Implementing archiver v2, async fibers
We will parallelize the collection using the amazing async gem. The simplest solution would be to spawn a fiber for each dependency:
Sync do |parent|
gems = Gem::Specification.map do |spec|
parent.async do
download_gem(spec.full_name)
end
end.map(&:wait)
data.concat(gems)
end
This works perfectly fine, but the more dependencies we have, the more fibers will spawn and more network connections will open. Normally, we do not want an unbounded number of tasks spawned. To introduce a limit, we can use the Async::Semaphore
primitive:
Sync do
semaphore = Async::Semaphore.new(10)
gems = Gem::Specification.map do |spec|
semaphore.async do
download_gem(spec.full_name)
end
end.map(&:wait)
data.concat(gems)
end
Waiting for the tasks to complete is pretty trivial: we just have to call wait
on them in order. A more elegant solution is to use the Async::Barrier
primitive:
Sync do
barrier = Async::Barrier.new
semaphore = Async::Semaphore.new(10, parent: barrier)
Gem::Specification.each do |spec|
semaphore.async do
data << download_gem(spec.full_name)
end
end
barrier.wait
end
The full script:
#!/usr/bin/env ruby
require "bundler/inline"
gemfile do
source "https://rubygems.org"
gem "async", require: ["async", "async/barrier", "async/semaphore"]
gem "benchmark"
gem "faraday"
gem "zlib"
end
def download_gem(name)
response = Faraday.get(
"https://rubygems.org/downloads/#{name}.gem",
{},
user_agent: "ServiceModel-Librarian/1.0"
)
raise "Failed to download: #{spec.full_name}" unless response.success?
response.body
end
data = [File.read(__FILE__)]
sorted = nil
Benchmark.bm do |x|
x.report("download:") do
Sync do
barrier = Async::Barrier.new
semaphore = Async::Semaphore.new(10, parent: barrier)
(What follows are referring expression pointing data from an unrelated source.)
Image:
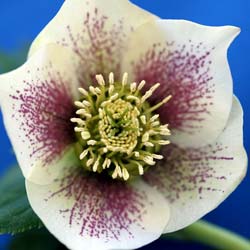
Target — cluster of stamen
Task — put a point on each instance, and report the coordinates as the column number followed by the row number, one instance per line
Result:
column 117, row 130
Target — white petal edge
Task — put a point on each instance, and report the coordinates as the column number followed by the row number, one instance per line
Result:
column 22, row 93
column 208, row 177
column 53, row 213
column 172, row 35
column 114, row 10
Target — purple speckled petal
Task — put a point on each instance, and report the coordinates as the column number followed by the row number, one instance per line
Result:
column 196, row 180
column 95, row 30
column 190, row 62
column 90, row 212
column 37, row 104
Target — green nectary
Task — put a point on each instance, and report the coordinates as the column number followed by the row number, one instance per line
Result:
column 117, row 130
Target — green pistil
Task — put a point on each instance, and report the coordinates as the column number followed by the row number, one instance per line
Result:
column 116, row 130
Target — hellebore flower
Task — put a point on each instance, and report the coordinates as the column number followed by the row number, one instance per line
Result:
column 112, row 160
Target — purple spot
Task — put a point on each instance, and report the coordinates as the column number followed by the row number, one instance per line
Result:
column 185, row 74
column 45, row 108
column 187, row 170
column 98, row 45
column 102, row 208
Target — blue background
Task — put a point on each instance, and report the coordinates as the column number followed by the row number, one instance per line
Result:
column 21, row 21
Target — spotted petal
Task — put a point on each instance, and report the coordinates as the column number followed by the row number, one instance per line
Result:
column 95, row 30
column 196, row 180
column 91, row 212
column 190, row 62
column 37, row 104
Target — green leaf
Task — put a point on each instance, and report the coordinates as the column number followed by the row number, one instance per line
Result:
column 35, row 240
column 16, row 215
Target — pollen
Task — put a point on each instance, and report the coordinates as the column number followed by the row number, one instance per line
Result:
column 117, row 131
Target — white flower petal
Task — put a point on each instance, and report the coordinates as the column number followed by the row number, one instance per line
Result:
column 190, row 62
column 196, row 180
column 90, row 212
column 37, row 104
column 95, row 30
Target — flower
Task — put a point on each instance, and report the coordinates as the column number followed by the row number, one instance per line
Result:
column 90, row 138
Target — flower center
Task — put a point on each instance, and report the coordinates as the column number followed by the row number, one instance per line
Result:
column 117, row 131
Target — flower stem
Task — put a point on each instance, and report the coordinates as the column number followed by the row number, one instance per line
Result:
column 211, row 235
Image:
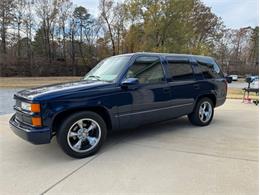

Gem::Specification.each do |spec|
semaphore.async do
data << download_gem(spec.full_name)
end
end
barrier.wait
end
end
x.report(" sort:") do
sorted = data.join
.unpack("B*") # take bits
.map { _1.chars.sort.join } # sort them bits
.pack("B*") # pack to bytes
end
end
puts <<~MSG
\nResults:
Original: #{data.sum { _1.size }} bytes in #{data.count} pieces
Sorted: #{sorted.size} bytes
Archived: #{Zlib.deflate(sorted).size} bytes
25%: #{sorted[(sorted.size * 0.25).to_i].unpack("B*").first}
75%: #{sorted[(sorted.size * 0.75).to_i].unpack("B*").first}
MSG
Let’s see how it performs:
$ ruby service-model-archive-v2.rb
user system total real
download: 0.029931 0.009220 0.039151 ( 0.160382)
sort: 0.643403 0.164919 0.808322 ( 0.845208)
Results:
Original: 868246 bytes in 16 pieces
Sorted: 868246 bytes
Archived: 867 bytes
25%: 00000000
75%: 11111111
We have archived more data faster, which will definitely speed up our initiative to preserve all knowledge. Most of the time is still spent on sorting, which can theoretically be optimized simply by counting bits, but that was not the point of the article. To be fair, this article has no point, but I hope you had at least a fraction of the fun I had writing it (of which I had a lot).
“Every bit of information duly filed, in order,” the Chief Librarian announced proudly. “An Archive perfect in its logical construction.”
You will have to read the book to see how this plan plays out for them :)
The full source code can be found in the blog repository.